Mężczyzna wskoczył do wody obawiając się zatrzymania. Okazało się, że nie stawił się do zakładu karnego, gdzie ma do odbycia ponad 4-etni wyrok. Bezpiecznie odholowany przez policjanta na brzeg został zabrany do szpitala na badania.
Wczoraj 9 lipca policjanci Ogniwa Prewencji na Wodach patrolowali teren przybrzeżny j. Skoki w pobliżu miejscowości Dąb Polski (gm. Włocławek). W pewnym momencie zauważyli kilka osób biwakujących nad brzegiem jeziora, wśród których rozpoznali osobę poszukiwaną zgodnie z wystawionym nakazem przez sąd do odbycia kary. Kiedy mężczyzna zauważył mundurowych zaczął oddalać się od obozowiska, a w pewnym momencie wskoczył do wody próbując przepłynąć jezioro. Policjanci nie odpuścili i jeden z nich sierż. sztab. Michał Hubert wskoczył za nim do wody, natomiast st. post.

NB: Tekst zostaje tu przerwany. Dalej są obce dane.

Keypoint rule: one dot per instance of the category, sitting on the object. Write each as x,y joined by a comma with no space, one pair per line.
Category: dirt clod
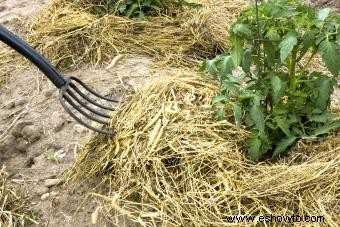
17,130
21,145
58,121
45,196
31,132
41,190
10,105
51,182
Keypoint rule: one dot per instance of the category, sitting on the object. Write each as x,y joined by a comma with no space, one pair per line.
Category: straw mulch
14,206
68,34
172,164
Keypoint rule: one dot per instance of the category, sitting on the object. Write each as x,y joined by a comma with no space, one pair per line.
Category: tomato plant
279,97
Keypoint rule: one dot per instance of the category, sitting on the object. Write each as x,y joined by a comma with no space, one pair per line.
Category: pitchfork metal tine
78,108
70,95
63,96
86,106
90,100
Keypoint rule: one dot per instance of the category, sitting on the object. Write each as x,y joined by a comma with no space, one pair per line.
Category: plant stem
258,35
309,60
292,66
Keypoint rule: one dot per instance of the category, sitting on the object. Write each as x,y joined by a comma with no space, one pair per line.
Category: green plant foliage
277,97
136,8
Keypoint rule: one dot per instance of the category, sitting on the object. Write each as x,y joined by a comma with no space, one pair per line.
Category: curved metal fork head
72,95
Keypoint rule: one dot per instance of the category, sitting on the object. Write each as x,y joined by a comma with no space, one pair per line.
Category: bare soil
39,141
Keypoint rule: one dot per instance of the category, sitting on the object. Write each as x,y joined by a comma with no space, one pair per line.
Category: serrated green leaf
283,124
231,87
277,88
308,42
237,109
236,49
283,145
330,56
287,45
254,147
258,117
220,113
219,98
326,128
247,60
242,30
272,34
323,14
322,117
202,68
227,67
211,67
270,51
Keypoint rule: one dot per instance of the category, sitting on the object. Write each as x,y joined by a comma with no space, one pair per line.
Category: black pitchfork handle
31,54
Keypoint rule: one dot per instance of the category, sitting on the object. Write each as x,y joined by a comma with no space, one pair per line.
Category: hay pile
14,206
68,34
172,164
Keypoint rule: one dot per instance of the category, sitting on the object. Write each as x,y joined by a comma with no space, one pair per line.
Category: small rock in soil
2,8
40,190
10,105
54,193
59,155
51,182
45,196
80,129
31,132
21,102
17,130
48,93
58,121
21,145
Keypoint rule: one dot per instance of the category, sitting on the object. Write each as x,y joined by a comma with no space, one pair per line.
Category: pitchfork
70,88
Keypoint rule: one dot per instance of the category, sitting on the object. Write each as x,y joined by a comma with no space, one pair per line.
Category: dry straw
172,164
14,206
69,34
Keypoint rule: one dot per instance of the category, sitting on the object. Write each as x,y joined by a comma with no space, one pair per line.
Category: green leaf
270,54
283,145
237,109
236,49
258,117
254,147
287,45
211,66
220,113
308,42
227,67
326,128
272,34
231,87
283,124
330,56
322,117
247,60
277,88
323,14
219,98
242,30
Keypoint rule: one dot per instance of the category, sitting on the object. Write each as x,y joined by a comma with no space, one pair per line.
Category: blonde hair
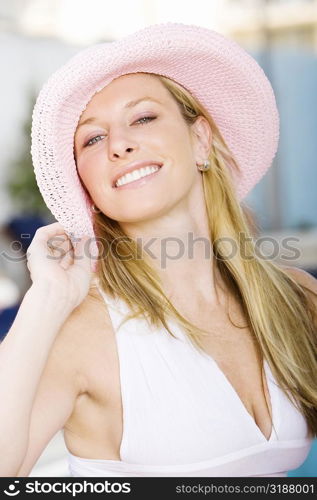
279,312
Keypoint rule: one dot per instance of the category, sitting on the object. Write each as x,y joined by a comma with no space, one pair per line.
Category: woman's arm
35,399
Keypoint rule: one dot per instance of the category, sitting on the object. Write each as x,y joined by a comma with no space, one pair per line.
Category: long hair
278,310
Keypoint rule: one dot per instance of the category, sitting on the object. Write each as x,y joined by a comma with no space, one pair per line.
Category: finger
82,254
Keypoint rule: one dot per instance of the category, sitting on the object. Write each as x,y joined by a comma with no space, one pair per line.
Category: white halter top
182,417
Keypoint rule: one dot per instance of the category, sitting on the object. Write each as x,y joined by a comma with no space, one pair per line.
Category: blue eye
93,140
150,118
96,139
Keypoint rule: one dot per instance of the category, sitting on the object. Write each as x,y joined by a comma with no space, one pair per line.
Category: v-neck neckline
267,373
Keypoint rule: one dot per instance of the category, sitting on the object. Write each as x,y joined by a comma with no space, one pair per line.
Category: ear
201,138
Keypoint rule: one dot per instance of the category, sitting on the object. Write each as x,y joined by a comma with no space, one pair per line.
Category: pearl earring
204,166
95,209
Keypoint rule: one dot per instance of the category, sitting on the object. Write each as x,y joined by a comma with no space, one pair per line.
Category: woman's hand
53,260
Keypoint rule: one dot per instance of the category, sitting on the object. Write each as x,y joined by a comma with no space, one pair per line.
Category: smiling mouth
137,181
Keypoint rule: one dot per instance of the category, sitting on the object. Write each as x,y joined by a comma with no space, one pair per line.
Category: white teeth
136,174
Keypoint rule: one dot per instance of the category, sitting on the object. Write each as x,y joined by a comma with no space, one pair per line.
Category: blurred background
37,36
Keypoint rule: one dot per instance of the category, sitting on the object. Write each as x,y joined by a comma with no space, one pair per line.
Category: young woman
183,352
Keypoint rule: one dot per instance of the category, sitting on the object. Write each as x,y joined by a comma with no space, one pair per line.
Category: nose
119,146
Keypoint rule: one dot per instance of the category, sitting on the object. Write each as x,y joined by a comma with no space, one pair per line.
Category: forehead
128,87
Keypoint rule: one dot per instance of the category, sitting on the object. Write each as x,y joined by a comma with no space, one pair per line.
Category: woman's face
115,132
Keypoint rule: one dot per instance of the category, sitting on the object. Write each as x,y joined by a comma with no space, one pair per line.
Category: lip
134,166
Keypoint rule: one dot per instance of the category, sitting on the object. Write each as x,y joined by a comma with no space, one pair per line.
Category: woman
175,356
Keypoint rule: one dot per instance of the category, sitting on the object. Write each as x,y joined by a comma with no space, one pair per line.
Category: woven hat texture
226,80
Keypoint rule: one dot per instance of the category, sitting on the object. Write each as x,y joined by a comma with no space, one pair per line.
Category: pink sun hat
225,79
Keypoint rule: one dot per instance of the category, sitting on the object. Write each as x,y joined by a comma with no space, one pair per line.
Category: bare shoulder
308,283
84,334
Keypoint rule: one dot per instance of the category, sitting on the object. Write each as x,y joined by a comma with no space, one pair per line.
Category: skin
146,212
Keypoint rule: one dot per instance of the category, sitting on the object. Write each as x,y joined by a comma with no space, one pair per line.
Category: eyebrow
128,105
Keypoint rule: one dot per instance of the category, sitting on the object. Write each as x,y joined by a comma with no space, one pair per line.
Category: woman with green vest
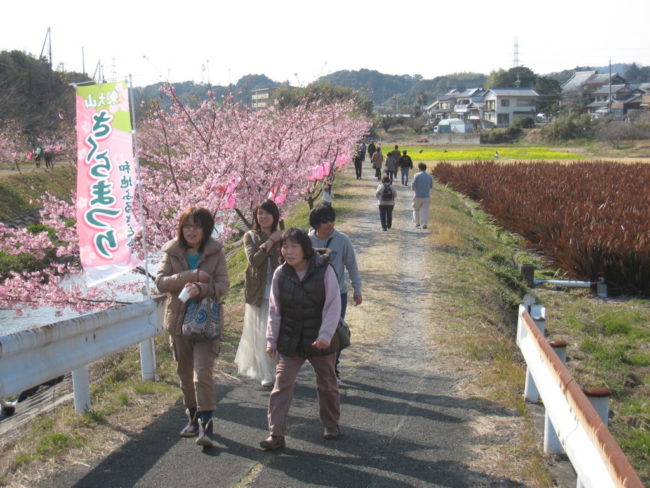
304,311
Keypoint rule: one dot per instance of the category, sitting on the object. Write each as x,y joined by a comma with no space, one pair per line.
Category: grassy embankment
607,339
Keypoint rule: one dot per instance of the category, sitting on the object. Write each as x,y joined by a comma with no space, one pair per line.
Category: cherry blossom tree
220,155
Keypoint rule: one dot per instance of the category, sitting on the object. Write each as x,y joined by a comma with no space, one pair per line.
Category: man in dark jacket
405,164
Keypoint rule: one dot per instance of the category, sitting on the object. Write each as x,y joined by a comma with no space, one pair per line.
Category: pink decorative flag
106,181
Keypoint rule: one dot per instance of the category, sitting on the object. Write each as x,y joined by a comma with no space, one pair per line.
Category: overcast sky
300,40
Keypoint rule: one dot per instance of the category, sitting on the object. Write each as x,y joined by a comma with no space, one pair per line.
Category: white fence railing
571,419
33,356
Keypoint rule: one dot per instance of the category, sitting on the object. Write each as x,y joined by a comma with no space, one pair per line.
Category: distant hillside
190,92
375,85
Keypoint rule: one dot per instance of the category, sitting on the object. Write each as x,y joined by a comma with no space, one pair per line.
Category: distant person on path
371,149
48,156
304,311
327,194
377,161
358,162
392,162
262,247
422,184
37,156
342,257
196,261
405,165
385,195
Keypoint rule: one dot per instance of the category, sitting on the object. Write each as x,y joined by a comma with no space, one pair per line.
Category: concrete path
401,425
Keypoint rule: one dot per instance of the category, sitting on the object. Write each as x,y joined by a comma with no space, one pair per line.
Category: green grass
52,444
482,153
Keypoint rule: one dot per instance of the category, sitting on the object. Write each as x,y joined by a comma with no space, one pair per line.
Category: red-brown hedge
589,217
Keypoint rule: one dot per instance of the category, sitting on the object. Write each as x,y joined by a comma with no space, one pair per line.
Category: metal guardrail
33,356
596,457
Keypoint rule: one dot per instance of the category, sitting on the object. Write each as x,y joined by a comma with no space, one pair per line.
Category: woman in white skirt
262,246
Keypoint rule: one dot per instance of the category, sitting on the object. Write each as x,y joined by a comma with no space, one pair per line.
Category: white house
505,105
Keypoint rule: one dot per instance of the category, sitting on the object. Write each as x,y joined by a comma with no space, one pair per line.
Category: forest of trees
40,101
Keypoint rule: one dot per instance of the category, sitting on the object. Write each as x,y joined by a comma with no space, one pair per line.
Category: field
587,217
482,153
590,218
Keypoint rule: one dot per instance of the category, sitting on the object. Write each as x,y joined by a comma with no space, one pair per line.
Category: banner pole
140,199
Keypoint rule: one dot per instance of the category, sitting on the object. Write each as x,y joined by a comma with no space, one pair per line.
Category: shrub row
590,218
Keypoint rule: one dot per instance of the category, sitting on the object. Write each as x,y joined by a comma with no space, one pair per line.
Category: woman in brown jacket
262,246
196,261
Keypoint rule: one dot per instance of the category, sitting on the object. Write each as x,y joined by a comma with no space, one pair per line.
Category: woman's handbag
203,320
343,331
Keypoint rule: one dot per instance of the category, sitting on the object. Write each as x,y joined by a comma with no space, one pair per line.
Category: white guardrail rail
597,459
33,356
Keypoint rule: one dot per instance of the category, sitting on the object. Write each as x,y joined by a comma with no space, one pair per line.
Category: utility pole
48,41
609,104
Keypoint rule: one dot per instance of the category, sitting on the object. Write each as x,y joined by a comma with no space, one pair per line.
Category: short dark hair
200,216
270,207
301,238
321,213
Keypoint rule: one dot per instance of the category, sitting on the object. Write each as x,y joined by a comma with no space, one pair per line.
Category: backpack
387,193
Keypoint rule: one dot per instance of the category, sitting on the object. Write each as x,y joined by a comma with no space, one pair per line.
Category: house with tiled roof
590,80
616,100
503,106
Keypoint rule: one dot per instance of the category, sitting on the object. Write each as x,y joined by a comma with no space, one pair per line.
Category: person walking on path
371,149
342,258
377,161
392,162
405,165
262,246
196,261
385,195
358,163
304,311
422,184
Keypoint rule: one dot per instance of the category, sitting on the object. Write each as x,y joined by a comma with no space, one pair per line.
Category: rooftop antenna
515,56
98,75
48,41
113,69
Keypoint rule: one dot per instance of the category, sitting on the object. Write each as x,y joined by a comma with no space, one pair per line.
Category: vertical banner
106,181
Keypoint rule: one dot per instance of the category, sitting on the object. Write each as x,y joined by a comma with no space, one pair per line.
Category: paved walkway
400,424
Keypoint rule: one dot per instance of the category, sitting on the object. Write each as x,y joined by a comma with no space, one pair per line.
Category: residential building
503,106
624,97
261,98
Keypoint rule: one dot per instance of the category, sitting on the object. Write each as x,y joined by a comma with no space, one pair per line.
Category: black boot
192,427
206,435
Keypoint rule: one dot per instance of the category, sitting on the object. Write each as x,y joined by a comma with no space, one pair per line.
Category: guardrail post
81,387
599,399
552,444
148,360
538,314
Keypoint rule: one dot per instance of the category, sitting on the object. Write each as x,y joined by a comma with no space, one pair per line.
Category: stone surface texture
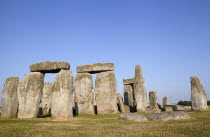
30,94
105,93
95,68
46,98
139,90
10,98
133,117
198,95
165,101
83,93
168,116
62,95
49,67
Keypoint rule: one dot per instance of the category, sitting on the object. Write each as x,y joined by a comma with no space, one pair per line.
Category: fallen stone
198,95
49,67
62,106
168,109
46,99
95,68
30,94
10,98
128,81
105,93
83,93
168,116
139,90
133,117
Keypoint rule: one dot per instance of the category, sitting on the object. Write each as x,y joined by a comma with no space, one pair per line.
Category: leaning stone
62,95
105,93
198,95
133,117
168,109
165,101
46,98
168,116
120,102
49,67
10,98
30,94
95,68
139,91
83,93
128,95
128,81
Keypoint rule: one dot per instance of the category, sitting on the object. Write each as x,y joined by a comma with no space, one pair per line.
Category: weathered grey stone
139,90
165,101
153,100
83,93
49,67
168,116
30,94
10,98
120,102
168,109
95,68
175,107
133,117
62,95
128,81
105,93
46,98
128,95
198,95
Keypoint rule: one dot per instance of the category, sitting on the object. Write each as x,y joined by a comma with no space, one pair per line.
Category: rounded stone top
49,67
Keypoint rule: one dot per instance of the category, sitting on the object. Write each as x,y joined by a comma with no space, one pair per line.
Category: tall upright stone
105,93
62,95
128,95
139,91
30,94
165,101
120,103
153,100
46,98
10,98
83,93
198,95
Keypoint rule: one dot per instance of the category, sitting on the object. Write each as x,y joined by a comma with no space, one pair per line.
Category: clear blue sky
170,39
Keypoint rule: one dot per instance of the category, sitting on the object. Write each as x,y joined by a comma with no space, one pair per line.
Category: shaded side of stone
105,93
62,95
83,93
10,98
30,94
198,95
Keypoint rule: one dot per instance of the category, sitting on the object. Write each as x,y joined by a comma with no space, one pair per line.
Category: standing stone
139,91
30,94
105,93
46,98
62,95
120,102
128,95
83,93
198,95
153,99
10,98
165,101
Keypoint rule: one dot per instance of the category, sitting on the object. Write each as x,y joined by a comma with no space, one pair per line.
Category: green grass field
107,126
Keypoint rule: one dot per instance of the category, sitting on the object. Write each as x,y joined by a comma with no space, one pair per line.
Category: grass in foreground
106,125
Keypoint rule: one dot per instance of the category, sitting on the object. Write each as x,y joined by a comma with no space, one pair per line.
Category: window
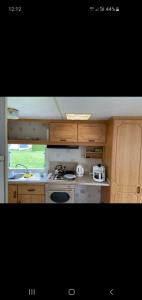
32,156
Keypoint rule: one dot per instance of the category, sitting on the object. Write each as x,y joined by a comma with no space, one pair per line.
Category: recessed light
78,116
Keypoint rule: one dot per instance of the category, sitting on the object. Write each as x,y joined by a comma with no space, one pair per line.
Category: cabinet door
126,162
121,197
63,132
92,133
30,199
12,193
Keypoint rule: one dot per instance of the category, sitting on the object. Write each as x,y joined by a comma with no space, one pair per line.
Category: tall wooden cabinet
123,160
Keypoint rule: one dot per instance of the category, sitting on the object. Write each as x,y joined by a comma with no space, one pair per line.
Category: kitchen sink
18,176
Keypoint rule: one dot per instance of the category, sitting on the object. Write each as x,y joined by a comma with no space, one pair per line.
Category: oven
59,193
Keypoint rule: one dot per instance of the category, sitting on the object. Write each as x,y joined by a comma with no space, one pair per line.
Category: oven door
59,197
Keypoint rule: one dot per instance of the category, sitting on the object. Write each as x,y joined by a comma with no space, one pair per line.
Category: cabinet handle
14,194
138,189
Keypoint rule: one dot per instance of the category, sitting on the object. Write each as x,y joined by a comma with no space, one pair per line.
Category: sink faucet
27,171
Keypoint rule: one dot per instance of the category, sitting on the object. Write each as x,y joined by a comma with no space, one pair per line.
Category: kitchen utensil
79,170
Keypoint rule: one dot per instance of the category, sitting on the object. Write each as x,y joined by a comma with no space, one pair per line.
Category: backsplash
69,158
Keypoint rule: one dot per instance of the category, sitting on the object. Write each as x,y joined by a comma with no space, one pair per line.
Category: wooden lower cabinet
12,193
30,199
26,193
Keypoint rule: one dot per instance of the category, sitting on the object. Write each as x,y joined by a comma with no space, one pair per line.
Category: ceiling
56,107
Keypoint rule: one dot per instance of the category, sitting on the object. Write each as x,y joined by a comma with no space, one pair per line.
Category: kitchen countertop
84,180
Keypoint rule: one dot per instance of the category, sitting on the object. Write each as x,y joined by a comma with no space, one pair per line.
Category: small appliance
79,170
99,173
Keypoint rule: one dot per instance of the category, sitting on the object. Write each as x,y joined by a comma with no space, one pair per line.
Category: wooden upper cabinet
63,132
92,133
12,193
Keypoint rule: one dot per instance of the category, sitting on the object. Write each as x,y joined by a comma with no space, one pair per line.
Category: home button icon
71,292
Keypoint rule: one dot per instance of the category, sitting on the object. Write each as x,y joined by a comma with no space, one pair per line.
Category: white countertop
84,180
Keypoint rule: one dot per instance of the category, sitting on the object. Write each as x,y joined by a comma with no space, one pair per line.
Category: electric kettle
79,170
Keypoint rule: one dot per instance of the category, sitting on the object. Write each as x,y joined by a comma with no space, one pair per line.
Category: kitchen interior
89,149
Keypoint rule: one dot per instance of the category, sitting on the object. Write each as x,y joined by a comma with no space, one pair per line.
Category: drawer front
30,189
59,187
31,199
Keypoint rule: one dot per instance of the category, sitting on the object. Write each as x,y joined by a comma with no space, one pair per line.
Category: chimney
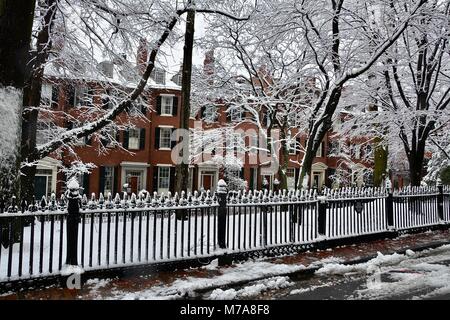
142,56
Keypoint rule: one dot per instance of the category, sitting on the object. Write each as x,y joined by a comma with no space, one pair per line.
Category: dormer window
159,76
167,105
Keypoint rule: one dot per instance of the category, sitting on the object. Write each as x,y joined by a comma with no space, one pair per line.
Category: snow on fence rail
148,229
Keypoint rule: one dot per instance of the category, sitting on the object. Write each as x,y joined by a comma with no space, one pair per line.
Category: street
424,275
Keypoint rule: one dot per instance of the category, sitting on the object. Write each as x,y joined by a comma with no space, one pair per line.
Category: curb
312,269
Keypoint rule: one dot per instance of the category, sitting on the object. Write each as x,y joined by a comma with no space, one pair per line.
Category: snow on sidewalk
218,281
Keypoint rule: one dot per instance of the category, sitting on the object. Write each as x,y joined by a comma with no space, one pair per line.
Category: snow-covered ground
413,275
248,271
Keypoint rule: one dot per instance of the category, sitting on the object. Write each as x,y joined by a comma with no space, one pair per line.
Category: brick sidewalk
104,289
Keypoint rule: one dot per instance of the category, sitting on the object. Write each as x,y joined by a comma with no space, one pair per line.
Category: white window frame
161,145
162,189
46,94
109,178
236,115
319,151
134,141
253,144
165,104
292,147
290,179
80,95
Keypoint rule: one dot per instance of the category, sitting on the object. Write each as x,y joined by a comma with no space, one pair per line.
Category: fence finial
221,186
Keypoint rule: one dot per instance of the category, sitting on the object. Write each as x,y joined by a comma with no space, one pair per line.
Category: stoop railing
48,238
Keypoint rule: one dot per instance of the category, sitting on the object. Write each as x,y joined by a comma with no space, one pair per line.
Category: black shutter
126,135
90,97
252,180
298,146
116,181
202,112
101,183
173,143
70,95
329,172
142,139
175,106
86,184
264,118
88,140
117,136
157,135
143,109
158,105
55,96
155,179
106,102
172,179
296,175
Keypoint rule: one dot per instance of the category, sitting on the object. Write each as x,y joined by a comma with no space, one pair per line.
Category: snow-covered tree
332,41
16,20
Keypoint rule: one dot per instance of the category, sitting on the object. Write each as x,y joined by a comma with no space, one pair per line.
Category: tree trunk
415,160
380,163
182,169
16,21
32,100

Marcin Miśkiewicz asekurował kolegę z brzegu prowadząc korespondencję z dyżurnym oraz przygotowując sprzęt asekuracyjny. W odległości około 50 metrów od brzegu mężczyzna nagle stracił siły i zaczął się topić. Po dopłynięciu do topiącego się funkcjonariusz podłożył pod niego koło ratunkowe i odholował go na odległość około 20 metrów od brzegu. Tam policjant asekurujący rzucił linkę przy pomocy której szybko ratownik policyjny i 42-latek trafili na brzeg.
Już na lądzie dzięki pomocy mundurowych mężczyzna wykrztusiła wodę, co pozwoliło na unormowanie jego oddechu. Do czasu przyjazdu załogi ratownictwa medycznego policjanci kontrolowali jego czynności życiowe. Mężczyzna trafił do szpitala na badania.
Jak się okazało, powodem tak desperackiej ucieczki mogącej zakończyć się tragicznie był fakt poszukiwania przez sąd 42-latka do odbycia kary więzienia. Mężczyzna nie stawił się do zakładu karnego w celu odbycia 4-letniej kary pozbawienia wolności
(Inf. prasowa KMP Włocławek)
Komentarze (0)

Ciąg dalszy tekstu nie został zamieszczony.